The library contains some old and rare volumes of periodicals in both Bengali and English: Dig Darshan, Sangbad Rasaraj, Somprakash, Tatvabodhini, Calcutta Monthly Journal, and Bengal Chronicle to name just a few. Apart from containing the early 19th century publications of pioneers such as William Carey, Marshman, Ward, Halhade, Rammohan, etc.; the library also contains The Holy Bible in Sanskrit, Dictionary of Chemistry, Sanskrit Grammar in Devnagri and Roman Letters by Max Muller, Reports at Westminster London (1658), Parliamentary Reports (1649), Charters of the East India Company, East India Pamphlets (1812), Reports on Public Instruction (1839), etc.
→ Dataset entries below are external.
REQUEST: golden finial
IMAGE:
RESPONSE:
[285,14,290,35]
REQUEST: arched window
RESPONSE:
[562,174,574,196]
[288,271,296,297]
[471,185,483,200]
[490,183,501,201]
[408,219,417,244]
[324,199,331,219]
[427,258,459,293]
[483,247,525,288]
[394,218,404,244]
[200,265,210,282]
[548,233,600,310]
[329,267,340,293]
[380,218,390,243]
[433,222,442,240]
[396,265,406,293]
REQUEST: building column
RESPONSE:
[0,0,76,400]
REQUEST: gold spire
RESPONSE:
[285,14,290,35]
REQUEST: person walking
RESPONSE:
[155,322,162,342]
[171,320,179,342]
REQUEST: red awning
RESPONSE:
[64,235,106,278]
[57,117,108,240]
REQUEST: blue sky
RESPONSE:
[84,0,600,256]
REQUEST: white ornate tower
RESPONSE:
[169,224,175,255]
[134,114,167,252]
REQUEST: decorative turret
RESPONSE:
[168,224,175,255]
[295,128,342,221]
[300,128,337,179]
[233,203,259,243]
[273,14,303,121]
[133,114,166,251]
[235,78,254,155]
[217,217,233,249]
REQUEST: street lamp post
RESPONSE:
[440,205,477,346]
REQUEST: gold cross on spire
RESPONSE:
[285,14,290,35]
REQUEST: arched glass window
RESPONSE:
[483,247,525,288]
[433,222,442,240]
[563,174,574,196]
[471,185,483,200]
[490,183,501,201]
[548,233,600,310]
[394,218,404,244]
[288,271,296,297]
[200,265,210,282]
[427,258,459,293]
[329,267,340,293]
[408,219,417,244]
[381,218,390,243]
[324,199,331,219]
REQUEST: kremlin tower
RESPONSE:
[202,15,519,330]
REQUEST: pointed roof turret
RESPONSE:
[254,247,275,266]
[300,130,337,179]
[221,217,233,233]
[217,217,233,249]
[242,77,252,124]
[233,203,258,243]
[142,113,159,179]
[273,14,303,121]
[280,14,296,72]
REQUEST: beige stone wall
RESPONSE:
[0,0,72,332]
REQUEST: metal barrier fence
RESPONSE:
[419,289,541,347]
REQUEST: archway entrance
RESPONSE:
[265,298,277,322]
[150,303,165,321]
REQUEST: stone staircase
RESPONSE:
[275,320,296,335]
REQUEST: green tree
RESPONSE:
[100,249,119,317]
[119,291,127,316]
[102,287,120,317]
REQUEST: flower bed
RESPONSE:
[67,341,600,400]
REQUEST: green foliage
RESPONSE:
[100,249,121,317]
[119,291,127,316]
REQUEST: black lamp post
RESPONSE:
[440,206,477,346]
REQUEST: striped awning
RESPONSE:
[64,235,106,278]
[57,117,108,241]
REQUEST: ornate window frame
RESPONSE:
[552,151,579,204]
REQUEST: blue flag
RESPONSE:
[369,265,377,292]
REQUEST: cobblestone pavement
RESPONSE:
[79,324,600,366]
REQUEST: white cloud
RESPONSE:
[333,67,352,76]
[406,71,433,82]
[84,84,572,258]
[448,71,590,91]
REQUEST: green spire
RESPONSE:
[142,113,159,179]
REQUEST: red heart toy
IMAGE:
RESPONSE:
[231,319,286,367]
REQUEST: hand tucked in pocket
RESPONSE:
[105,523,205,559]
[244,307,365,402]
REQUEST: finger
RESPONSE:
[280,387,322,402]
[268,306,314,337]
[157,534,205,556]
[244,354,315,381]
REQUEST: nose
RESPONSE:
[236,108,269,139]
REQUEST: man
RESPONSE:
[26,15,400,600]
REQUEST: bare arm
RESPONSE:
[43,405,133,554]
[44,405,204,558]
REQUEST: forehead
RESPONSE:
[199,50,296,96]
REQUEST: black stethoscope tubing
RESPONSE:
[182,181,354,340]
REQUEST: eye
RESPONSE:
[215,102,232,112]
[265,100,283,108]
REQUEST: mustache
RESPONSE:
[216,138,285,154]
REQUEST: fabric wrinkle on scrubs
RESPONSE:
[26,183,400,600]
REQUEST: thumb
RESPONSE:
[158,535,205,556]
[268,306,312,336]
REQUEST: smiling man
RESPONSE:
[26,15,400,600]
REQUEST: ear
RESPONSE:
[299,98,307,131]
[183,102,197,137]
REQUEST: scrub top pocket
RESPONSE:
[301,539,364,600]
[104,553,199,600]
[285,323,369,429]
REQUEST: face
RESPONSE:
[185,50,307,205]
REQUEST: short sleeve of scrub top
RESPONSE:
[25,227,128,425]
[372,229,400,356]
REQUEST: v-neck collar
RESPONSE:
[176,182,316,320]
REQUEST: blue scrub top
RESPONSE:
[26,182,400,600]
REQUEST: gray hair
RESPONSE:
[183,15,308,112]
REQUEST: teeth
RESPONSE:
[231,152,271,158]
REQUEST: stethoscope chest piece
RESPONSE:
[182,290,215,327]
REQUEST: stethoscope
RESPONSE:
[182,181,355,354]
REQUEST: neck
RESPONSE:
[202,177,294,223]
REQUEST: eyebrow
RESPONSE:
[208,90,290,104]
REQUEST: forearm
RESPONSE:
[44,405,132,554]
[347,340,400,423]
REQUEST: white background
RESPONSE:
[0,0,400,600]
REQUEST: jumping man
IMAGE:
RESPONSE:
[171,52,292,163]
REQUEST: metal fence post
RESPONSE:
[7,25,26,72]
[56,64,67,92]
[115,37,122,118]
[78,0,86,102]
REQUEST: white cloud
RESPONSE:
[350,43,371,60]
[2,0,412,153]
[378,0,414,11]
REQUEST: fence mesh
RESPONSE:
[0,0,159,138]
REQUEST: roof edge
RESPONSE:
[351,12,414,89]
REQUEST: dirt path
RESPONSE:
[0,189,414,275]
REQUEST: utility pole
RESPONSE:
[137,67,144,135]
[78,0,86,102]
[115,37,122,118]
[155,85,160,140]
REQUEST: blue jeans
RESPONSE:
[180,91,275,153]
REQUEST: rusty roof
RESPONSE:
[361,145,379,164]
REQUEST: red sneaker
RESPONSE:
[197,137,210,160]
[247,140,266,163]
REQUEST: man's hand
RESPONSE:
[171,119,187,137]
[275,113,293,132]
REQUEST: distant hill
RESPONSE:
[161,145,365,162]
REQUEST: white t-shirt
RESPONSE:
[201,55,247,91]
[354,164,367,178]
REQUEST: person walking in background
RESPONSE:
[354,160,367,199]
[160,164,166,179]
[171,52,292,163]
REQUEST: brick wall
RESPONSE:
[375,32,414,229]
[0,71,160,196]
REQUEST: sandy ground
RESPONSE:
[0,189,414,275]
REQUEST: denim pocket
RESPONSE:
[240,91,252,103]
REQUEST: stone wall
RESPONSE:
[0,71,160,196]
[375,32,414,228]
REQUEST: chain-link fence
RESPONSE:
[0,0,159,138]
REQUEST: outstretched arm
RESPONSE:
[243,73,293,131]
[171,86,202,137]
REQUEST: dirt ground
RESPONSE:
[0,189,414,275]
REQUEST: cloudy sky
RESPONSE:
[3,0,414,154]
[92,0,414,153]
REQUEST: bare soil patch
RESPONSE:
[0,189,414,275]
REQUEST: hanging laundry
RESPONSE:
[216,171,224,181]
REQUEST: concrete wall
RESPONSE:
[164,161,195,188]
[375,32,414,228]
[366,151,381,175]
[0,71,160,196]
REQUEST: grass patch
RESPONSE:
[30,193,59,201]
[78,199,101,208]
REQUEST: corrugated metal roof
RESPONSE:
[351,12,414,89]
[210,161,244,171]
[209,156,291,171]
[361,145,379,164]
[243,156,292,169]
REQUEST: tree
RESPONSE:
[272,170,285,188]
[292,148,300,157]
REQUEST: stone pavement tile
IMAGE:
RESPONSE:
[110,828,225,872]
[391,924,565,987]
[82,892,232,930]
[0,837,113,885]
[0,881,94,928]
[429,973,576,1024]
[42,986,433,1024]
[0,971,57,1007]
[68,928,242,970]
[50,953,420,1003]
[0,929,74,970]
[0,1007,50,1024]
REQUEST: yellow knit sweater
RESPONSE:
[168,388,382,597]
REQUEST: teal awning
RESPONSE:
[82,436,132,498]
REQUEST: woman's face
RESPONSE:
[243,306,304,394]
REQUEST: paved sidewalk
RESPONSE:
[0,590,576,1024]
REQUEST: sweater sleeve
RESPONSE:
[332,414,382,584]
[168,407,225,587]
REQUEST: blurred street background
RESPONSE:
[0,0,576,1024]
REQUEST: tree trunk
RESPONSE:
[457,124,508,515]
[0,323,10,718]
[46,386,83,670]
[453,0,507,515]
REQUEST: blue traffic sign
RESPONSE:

Other documents include "Wellington’s dispatches, State Secret Papers, British Review, American Quarterly Review, Edinbourough Review, Travelogues, Dictionaries, Memoirs, Topographical and Geographical Accounts, Annecdotes, Almanacs, Law Reports, Gazetteers, and many more." All this aside from the 200 Sanskrit palm-leaf, plantain-leaf, and handmade paper manuscripts collected from Benaras, Kashmir, and the monasteries of Tibet. Most of the titles included in the Descriptive Catalogue of Vernacular Books and Pamphlets by Rev. James Long are from this library. Also available are Rammohan Roy’s Gaudiya Vyakaran, Mrittyunjoy Vidyalankar’s Rajabali, Madhusudhan’s Hectorbadh Kavya, Baidyanath Acharya’s Agyan Timir Nahak, Nrisinghadeb Ghosal’s Visvagyan O Brahmagyan, Brajendralal Vidyalankar’s Udvidvidya, Kalipada Mukhoadhyay’s Rasasindhu Premavilas, Pramanthanath Sharma’s Nabababu Bilas, Upendralal Mitra’s Bastu Parichay, and Gadhadhar Bhattacharya’s Shathik Muktibad.

Famous Visitors

Rather than being merely a library, the Uttarpara Jaykrishna Public Library was also a place where intellectuals met, and carried out their studies in peace while residing there. In 1866, Ishwarchandra Vidyasagar came to visit the library with the noted educationist Mary Carpenter. Consequently, in her book "Six months in India", Miss Carpenter spends a not insignificant amount of space speaking about the library. She informs us that "the lower storey of the building contains the library, and the upper rooms are reserved to accommodate respectable visitors, as well as to hold public meetings …." The list of these "respectable visitors" includes the names of stalwarts like Michael Madhusudan Dutta (who stayed there with his family for 2 months in 1869 and then, again, in 1873); Sir. William Wilson Hunter; John H. S. Cunningham; Rev. James Long; Sir Arthur Wellesley; Sir Ashley Eden; Sir Edwin Arnold; Sir Rivers Thompson; Marquis of Dufferin and Ava Dufferin; Surendranath Banerjee; Keshab Chandra Sen; Bipin Pal; and Swami Vivekananda. On 30 May 1909, Sri Aurobindo gave his famous ‘Uttarpara Speech’ on the grounds of the Library.